Optimizer and Scheduler are inicializated separately in Transformers

Optimizer gets all the acummulated gradient, compute and update their values to optimize de process through the function optmizer.step()

The Scheduler consider the archtecture, number of epochs and parameters to optimize de learning rate, also uses scheduler.step() function

In [None]:
optimizer = AdamW(model.parameters(), lr=lr,eps=adam_epsilon,correct_bias=False) 
scheduler = get_linear_schedule_with_warmup(optimizer, num_warmup_steps=num_warmup_steps, num_training_steps=num_training_steps) 

In [None]:
## Store our loss and accuracy for plotting
train_loss_set = []
learning_rate = []

# Gradients gets accumulated by default
model.zero_grad()

# tnrange is a tqdm wrapper around the normal python range
for _ in tnrange(1,epochs+1,desc='Epoch'):
  print("<" + "="*22 + F" Epoch {_} "+ "="*22 + ">")
  # Calculate total loss for this epoch
  batch_loss = 0

  for step, batch in enumerate(train_dataloader):
    # Set our model to training mode (as opposed to evaluation mode)
    model.train()
    
    # Add batch to GPU
    batch = tuple(t.to(device) for t in batch)
    # Unpack the inputs from our dataloader
    b_input_ids, b_input_mask, b_labels = batch

    # Forward pass
    outputs = model(b_input_ids, token_type_ids=None, attention_mask=b_input_mask, labels=b_labels)
    loss = outputs[0]
    
    # Backward pass
    loss.backward()
    
    # Clip the norm of the gradients to 1.0
    # Gradient clipping is not in AdamW anymore
    torch.nn.utils.clip_grad_norm_(model.parameters(), 1.0)
    
    # Update parameters and take a step using the computed gradient
    optimizer.step()
    
    # Update learning rate schedule
    scheduler.step()

    # Clear the previous accumulated gradients
    optimizer.zero_grad()
    
    # Update tracking variables
    batch_loss += loss.item()

  # Calculate the average loss over the training data.
  avg_train_loss = batch_loss / len(train_dataloader)
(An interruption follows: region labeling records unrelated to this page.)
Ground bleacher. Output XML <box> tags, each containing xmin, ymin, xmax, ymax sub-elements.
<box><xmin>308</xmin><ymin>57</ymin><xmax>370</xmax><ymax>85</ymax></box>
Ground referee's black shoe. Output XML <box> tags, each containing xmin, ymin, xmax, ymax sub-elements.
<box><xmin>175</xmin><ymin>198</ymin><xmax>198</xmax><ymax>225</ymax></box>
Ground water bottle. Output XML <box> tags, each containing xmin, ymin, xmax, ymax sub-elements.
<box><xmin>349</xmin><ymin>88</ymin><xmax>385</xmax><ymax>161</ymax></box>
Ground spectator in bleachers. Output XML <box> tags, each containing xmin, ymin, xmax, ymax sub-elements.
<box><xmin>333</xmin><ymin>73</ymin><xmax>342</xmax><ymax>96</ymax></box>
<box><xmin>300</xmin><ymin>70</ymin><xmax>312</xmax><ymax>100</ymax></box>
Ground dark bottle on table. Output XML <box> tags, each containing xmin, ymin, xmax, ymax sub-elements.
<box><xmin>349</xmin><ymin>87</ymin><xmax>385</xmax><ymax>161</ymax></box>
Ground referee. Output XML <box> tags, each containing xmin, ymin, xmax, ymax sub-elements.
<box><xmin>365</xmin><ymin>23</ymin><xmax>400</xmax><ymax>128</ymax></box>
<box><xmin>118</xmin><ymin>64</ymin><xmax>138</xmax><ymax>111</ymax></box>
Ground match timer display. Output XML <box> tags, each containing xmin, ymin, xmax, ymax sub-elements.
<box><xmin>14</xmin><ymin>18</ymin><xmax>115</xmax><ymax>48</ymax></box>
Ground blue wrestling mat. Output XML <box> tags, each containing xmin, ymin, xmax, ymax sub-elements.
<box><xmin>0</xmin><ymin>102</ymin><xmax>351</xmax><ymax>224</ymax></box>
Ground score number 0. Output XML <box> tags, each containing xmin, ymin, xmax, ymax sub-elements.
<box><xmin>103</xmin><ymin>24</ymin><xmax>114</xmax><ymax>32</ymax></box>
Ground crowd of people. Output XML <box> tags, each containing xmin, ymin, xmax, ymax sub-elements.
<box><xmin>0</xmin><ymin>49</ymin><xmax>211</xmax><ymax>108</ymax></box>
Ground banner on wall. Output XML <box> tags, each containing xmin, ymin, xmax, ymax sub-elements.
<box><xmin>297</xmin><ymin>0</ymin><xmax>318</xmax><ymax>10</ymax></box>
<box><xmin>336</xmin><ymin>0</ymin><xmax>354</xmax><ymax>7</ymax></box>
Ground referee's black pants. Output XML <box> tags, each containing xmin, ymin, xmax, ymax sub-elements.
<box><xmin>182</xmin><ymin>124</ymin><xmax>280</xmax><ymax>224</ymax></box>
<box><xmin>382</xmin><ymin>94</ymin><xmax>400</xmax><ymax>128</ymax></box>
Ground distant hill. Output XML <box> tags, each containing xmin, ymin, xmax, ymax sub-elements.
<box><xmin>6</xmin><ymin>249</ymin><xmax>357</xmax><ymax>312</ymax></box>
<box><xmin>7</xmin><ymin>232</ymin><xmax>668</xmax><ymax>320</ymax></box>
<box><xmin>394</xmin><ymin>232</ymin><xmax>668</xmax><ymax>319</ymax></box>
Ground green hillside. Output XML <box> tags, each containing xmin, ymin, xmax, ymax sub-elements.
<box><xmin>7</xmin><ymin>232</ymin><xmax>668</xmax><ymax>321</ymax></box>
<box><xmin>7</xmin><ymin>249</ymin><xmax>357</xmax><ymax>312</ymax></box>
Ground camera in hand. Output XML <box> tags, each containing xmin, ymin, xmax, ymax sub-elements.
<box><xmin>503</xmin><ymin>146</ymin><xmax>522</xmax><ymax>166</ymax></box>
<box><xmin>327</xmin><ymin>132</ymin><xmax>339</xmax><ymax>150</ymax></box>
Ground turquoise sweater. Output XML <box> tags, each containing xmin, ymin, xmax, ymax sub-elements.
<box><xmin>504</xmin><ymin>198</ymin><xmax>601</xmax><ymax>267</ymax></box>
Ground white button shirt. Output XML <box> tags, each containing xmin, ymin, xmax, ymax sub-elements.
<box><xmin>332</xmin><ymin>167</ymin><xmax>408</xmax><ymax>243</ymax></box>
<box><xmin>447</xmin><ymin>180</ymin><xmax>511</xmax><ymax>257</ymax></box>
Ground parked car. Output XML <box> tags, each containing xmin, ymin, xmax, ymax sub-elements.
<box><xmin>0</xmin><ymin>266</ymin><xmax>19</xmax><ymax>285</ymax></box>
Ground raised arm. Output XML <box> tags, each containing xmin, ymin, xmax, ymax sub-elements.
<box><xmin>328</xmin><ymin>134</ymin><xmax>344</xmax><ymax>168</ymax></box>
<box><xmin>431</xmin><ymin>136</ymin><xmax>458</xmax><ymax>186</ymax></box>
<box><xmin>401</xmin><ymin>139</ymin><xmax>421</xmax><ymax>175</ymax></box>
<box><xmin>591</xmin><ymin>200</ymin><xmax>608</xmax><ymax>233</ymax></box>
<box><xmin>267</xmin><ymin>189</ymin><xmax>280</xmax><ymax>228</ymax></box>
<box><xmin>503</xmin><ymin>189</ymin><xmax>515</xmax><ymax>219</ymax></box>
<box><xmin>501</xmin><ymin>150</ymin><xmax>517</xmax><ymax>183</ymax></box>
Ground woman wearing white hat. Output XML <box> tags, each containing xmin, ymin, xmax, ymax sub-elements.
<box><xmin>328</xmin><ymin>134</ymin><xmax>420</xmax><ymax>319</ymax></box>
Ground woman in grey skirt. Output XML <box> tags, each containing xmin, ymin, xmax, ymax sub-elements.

  #store the current learning rate
  for param_group in optimizer.param_groups:
    print("\n\tCurrent Learning rate: ",param_group['lr'])
    learning_rate.append(param_group['lr'])
    
  train_loss_set.append(avg_train_loss)
  print(F'\n\tAverage Training loss: {avg_train_loss}')
    
  # Validation

  # Put model in evaluation mode to evaluate loss on the validation set
  model.eval()

  # Tracking variables 
  eval_accuracy,eval_mcc_accuracy,nb_eval_steps = 0, 0, 0

  # Evaluate data for one epoch
  for batch in validation_dataloader:
    # Add batch to GPU
    batch = tuple(t.to(device) for t in batch)
    # Unpack the inputs from our dataloader
    b_input_ids, b_input_mask, b_labels = batch
    # Telling the model not to compute or store gradients, saving memory and speeding up validation
    with torch.no_grad():
      # Forward pass, calculate logit predictions
      logits = model(b_input_ids, token_type_ids=None, attention_mask=b_input_mask)
    
    # Move logits and labels to CPU
    logits = logits[0].to('cpu').numpy()
    label_ids = b_labels.to('cpu').numpy()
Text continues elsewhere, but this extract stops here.